What do you consider to be the most important ideas and concepts to impart to aspiring musicians?
You need to work hard, love the music you’re playing and devote yourself from an early age. Try and get good teaching and take all the opportunities you can to learn and perform. Finally, learn to listen to yourself deeply and enjoy playing!
Jamie Bergin makes his Wigmore Hall debut on 4 July 2019 in a programme of music by Beethoven, Brahms, Albéniz and Chopin. Further information
British pianist Jamie Bergin recently graduated with the artist diploma at the University of Music in Hannover where he studied with Prof. Lars Vogt.
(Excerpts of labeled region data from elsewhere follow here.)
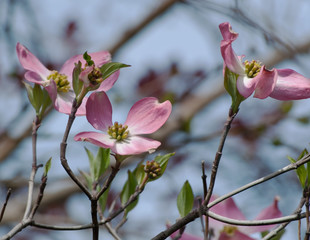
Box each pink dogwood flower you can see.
[16,43,119,115]
[219,22,310,100]
[171,196,282,240]
[74,91,172,155]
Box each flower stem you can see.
[23,116,41,220]
[204,109,238,205]
[60,100,92,200]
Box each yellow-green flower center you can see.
[222,225,238,237]
[144,161,161,179]
[47,71,70,92]
[244,60,261,78]
[108,122,129,141]
[88,67,103,85]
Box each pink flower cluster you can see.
[16,43,172,155]
[219,22,310,100]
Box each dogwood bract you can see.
[171,196,282,240]
[16,43,119,115]
[219,22,310,100]
[74,92,172,155]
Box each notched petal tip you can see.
[254,66,278,99]
[219,22,239,41]
[125,97,172,135]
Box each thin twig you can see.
[60,99,92,200]
[100,177,148,224]
[204,109,237,205]
[199,161,209,240]
[263,196,306,240]
[23,116,40,220]
[29,176,47,219]
[152,154,310,240]
[94,159,122,200]
[304,187,310,240]
[0,188,12,222]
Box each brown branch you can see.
[0,188,12,222]
[109,0,180,55]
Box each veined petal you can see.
[44,81,87,116]
[219,22,245,75]
[97,70,120,92]
[86,92,112,131]
[16,43,51,78]
[124,97,172,135]
[254,66,278,99]
[24,71,44,85]
[59,51,111,82]
[170,231,202,240]
[210,198,245,220]
[269,69,310,100]
[74,132,115,148]
[111,136,160,155]
[218,229,255,240]
[239,197,282,234]
[237,74,259,98]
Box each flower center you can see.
[244,60,261,78]
[144,161,161,179]
[47,71,70,92]
[88,67,103,85]
[222,225,238,237]
[108,122,129,141]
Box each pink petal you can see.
[237,74,259,98]
[124,97,172,135]
[209,196,245,231]
[16,43,50,78]
[111,136,160,155]
[45,81,87,116]
[219,22,245,75]
[218,230,255,240]
[59,51,111,82]
[86,92,113,131]
[96,70,120,92]
[25,71,45,85]
[210,198,245,220]
[270,69,310,100]
[254,66,278,99]
[239,197,282,233]
[74,132,115,148]
[170,231,202,240]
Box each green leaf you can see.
[24,82,41,115]
[97,186,110,212]
[224,67,245,113]
[43,157,52,177]
[287,149,309,188]
[100,62,130,80]
[133,164,146,184]
[261,229,285,240]
[72,61,83,96]
[120,170,138,215]
[177,181,194,217]
[40,88,52,118]
[83,51,95,66]
[94,148,110,180]
[79,170,93,190]
[84,147,96,182]
[149,153,175,181]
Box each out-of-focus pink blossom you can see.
[171,196,282,240]
[219,22,310,100]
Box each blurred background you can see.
[0,0,310,240]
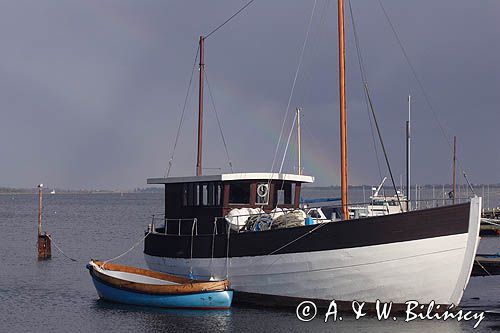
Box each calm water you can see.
[0,190,500,332]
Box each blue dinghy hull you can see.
[92,276,233,309]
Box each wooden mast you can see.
[297,108,302,175]
[196,36,205,176]
[452,136,457,204]
[338,0,349,220]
In October 2016, Jamie became the assistant of the class of Prof. Vogt.
He won various prestigious prizes at national and international competitions such as 1st Prize, the Audience Prize and the prize for best interpretation of the commissioned work at the Europäische Klavierwettbewerb Bremen 2012, 2nd Prize and the Carl Nielsen Prize at the Aarhus International Piano Competition 2011 in Denmark. In 2014, he was the winner of the Chopin Wettbewerb (Stiftung Kurd Aschenbrenner) in Cologne, Germany. Jamie has also received major scholarships from the Musicians Benevolent Fund, the Countess of Munster Musical Trust and Spannungen Kammermusikfest in Heimbach.
Over the years, Jamie performed solo recitals and concertos throughout Europe at major venues such as the Bridgewater Hall, St Martin-in-the-fields, Barbican Concert Hall, Sage Gateshead, die Glocke in Bremen and Berliner Philharmonie. He has made appearances with renowned orchestras including the Manchester Camerata, Royal Northern Sinfonia, Bremen Philharmoniker and Aarhus Symphony Orchestra.
Jamie has appeared at international festivals such as ‘Klavier Festival Ruhr’ (Essen), Schumann (Bonn) and ‘Spannungen’ (Heimbach). He was also a feature in a documentary that was broadcast several times on the British Television channel – Channel 4. His performances have been broadcast on radio stations including Radio Bremen and Deutschlandradio Kultur. In June 2016, Cavi-music released an album of chamber music taken from live performances at the Spannungen Kammermusikfest in Heimbach where Jamie plays works by Klughardt and Saint-Saëns.